Hello. I am working on a Kerberos 5 preauth password recovery tool. Part of an algorithm optimization involves checking the decrypted timestamp to make sure that it equals the year that the packet was recovered before continuing to compute a checksum. If the timestamp does not equal the year the packet was recovered, the checksum computation can be skipped for that candidate password.

However, I am still currently decrypting 18 bytes of the RC4-encrypted timestamp when I only need to decrypt 8 or maybe even 4.

the encrypted timestamp is 36 bytes long. starting at byte 15 is the actual timestamp in the format YYYYMMDDHHMMSSZ. I only need the to decrypt the year, really. But currently I only know how to decrypt the year by decrypting everything before it as such:

RC4(&data_key,18,enc_data,clear_data);

I have to decrypt 14 bytes I don't use at all. I was wondering if there was a way I could jump to byte 15 and only decrypt bytes 15-18, and then if the timestamp checks, go back and decrypt the entire timestamp. I am using the OpenSSL libraries. Speed is essential, which is why I am doing this in the first place. Thanks ahead of time!

When you say bytes 15-18, is that the plain text or the cipher text?

I only want to decrypt bytes 15-18 of the cipher text (enc_data) and check to see that they equal the year the packet was recovered.

currently I am decrypting 18 bytes of cipher text (bytes 0-18), I only need to decrypt 4 bytes (bytes 15-18), but I don't know how to skip ahead and start decrypting at byte 15.

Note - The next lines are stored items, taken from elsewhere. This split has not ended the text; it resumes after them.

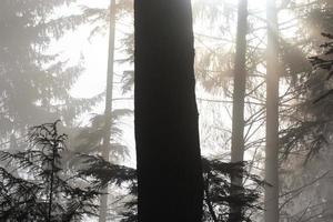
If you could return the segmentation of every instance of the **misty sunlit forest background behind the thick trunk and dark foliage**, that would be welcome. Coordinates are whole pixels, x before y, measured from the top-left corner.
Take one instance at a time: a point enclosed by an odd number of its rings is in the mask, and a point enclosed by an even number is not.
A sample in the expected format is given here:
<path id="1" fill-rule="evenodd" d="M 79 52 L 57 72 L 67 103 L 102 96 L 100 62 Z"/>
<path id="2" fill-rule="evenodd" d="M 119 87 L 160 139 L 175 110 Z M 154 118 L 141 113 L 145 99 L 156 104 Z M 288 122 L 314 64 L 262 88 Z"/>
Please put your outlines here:
<path id="1" fill-rule="evenodd" d="M 81 170 L 78 152 L 134 168 L 132 2 L 14 0 L 0 10 L 1 149 L 26 150 L 30 127 L 59 119 L 68 171 Z M 233 209 L 253 221 L 332 221 L 332 2 L 196 0 L 192 10 L 202 154 L 245 161 L 249 181 L 225 184 L 261 194 L 249 210 L 213 201 L 205 220 L 230 220 Z M 123 185 L 93 201 L 100 220 L 131 219 Z"/>

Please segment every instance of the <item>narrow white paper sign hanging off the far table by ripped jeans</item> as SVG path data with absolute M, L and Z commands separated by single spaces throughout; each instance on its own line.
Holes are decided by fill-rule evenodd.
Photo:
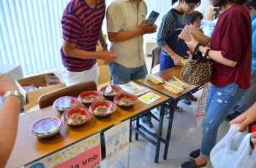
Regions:
M 198 103 L 197 113 L 195 117 L 204 116 L 206 113 L 206 105 L 207 105 L 207 98 L 208 98 L 210 85 L 211 85 L 210 82 L 208 82 L 203 87 L 203 92 Z

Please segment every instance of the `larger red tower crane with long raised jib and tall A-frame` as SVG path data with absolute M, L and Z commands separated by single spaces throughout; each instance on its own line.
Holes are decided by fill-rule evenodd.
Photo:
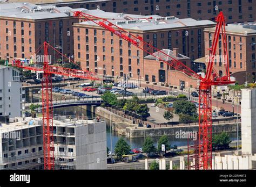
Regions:
M 74 17 L 84 19 L 86 21 L 92 21 L 92 23 L 99 25 L 116 34 L 118 37 L 130 42 L 132 45 L 142 49 L 144 52 L 151 54 L 152 56 L 168 64 L 170 67 L 179 70 L 190 77 L 195 77 L 199 80 L 199 106 L 203 104 L 202 109 L 199 107 L 199 145 L 198 145 L 198 163 L 195 166 L 196 169 L 211 169 L 212 168 L 212 85 L 226 85 L 232 84 L 230 80 L 227 43 L 225 34 L 225 18 L 223 12 L 220 12 L 216 18 L 217 26 L 214 34 L 214 40 L 212 47 L 210 48 L 210 61 L 207 64 L 206 76 L 201 77 L 196 72 L 185 66 L 182 62 L 174 59 L 172 56 L 160 51 L 151 44 L 145 42 L 142 37 L 137 37 L 131 34 L 129 31 L 114 25 L 111 20 L 106 20 L 96 16 L 88 15 L 84 12 L 74 12 Z M 221 76 L 216 73 L 213 68 L 215 53 L 218 45 L 219 35 L 222 35 L 223 47 L 224 47 L 224 64 L 226 67 L 226 75 Z M 151 52 L 152 51 L 152 52 Z M 153 51 L 158 53 L 153 53 Z M 171 60 L 167 60 L 167 59 Z

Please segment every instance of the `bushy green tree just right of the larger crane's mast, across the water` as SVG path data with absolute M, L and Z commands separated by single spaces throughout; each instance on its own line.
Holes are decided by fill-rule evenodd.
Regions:
M 227 149 L 230 145 L 230 136 L 226 132 L 214 134 L 212 137 L 213 149 Z

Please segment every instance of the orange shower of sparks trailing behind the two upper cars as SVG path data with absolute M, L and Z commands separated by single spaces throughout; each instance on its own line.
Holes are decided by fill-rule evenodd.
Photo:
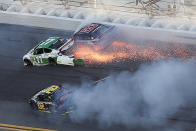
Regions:
M 76 58 L 83 58 L 88 64 L 107 64 L 123 60 L 153 61 L 169 58 L 191 58 L 196 54 L 187 47 L 177 45 L 137 45 L 124 42 L 113 42 L 106 49 L 100 45 L 88 46 L 79 44 L 74 51 Z

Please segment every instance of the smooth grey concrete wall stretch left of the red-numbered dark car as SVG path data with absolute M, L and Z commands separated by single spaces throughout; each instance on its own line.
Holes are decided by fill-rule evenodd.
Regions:
M 81 21 L 53 16 L 39 16 L 13 12 L 0 12 L 0 23 L 74 31 L 81 24 Z

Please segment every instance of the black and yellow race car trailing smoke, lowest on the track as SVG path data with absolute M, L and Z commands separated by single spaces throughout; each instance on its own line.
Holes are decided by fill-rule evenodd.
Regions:
M 74 110 L 70 102 L 72 91 L 59 85 L 52 85 L 36 93 L 29 100 L 29 104 L 34 110 L 66 115 Z

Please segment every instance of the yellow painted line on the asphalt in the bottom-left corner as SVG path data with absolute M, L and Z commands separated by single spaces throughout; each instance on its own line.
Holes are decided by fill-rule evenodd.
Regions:
M 43 129 L 43 128 L 34 128 L 34 127 L 27 127 L 27 126 L 17 126 L 17 125 L 10 125 L 10 124 L 3 124 L 0 123 L 0 128 L 13 128 L 15 131 L 27 131 L 27 130 L 33 130 L 33 131 L 56 131 L 56 130 L 50 130 L 50 129 Z M 21 130 L 23 129 L 23 130 Z

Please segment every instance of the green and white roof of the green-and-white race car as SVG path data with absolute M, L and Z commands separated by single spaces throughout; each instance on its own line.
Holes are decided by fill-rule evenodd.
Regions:
M 49 37 L 47 40 L 41 42 L 37 48 L 49 48 L 52 44 L 56 43 L 60 37 Z

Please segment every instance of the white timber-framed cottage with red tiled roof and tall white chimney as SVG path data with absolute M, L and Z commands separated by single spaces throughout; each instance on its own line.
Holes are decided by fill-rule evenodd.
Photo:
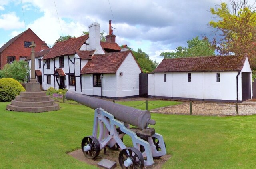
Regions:
M 54 87 L 113 99 L 135 97 L 142 70 L 132 52 L 124 50 L 120 52 L 112 30 L 106 42 L 100 42 L 100 24 L 94 23 L 88 35 L 56 43 L 36 62 L 36 73 L 42 74 L 44 90 Z

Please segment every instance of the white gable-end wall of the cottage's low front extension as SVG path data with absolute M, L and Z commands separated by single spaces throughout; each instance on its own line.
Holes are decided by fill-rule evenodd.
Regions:
M 120 72 L 123 72 L 123 76 L 119 75 Z M 132 54 L 129 53 L 116 72 L 117 97 L 139 95 L 140 73 L 141 70 L 137 62 Z

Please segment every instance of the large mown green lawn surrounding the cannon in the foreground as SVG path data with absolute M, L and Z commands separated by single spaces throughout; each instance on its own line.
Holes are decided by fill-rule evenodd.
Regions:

You can call the function and skip those first 15 bytes. That's easy:

RC4(&data_key,3,enc_data+15,clear_data);

I don't know if it will work though. It depends on how the encryption works.

That didn't work :( I got junk data in clear_data. Any other suggestions? I tried to make a four-element array of pointers to the four elements of enc_data that I want to decrypt, and then decrypt the array of pointers, but that didn't work because RC4 function tries to make pointers to the pointers. I tried to copy bytes 15-18 of enc_data to a new array and then decrypt that array, and the copy was successful, but I got junk data again. Don't know what else to try.

Do you actually know how RC4 works?

Not really. Sort of a script-kiddy, I guess - pretty new to OpenSSL. Is there a simple way to advance the key? Would this be done using the RC4_set_key() function? Right now I have:

typedef unsigned char uint8_t;
uint8_t clear_data[64];
uint8_t K3[16];
RC4_KEY data_key;

hmac_md5(ts_checksum,16,K1,16,K3);
RC4_set_key(&data_key,16,K3);
RC4(&data_key,18,enc_data,clear_data);

which decrypts the first 18 bytes of enc_data successfully. If there is a simple way to advance the key and start decryption at byte 15, that would be great. If not, you may be right in saying it's not worth it. I only saved ~1% processing time by eliminating the RC4 decryption of the last 18 of the total 36 bytes of enc_data, so by eliminating 14 bytes more, I only expect to save ~.78% processing time. It seems the RC4 decryption does not constitute a significant portion of the entire Kerberos 5 protocol (~2%?). This seems to check, since I heard that RC4 is extremely fast.
What do you suggest?

Does anybody know a simple way to reset the key appropriately?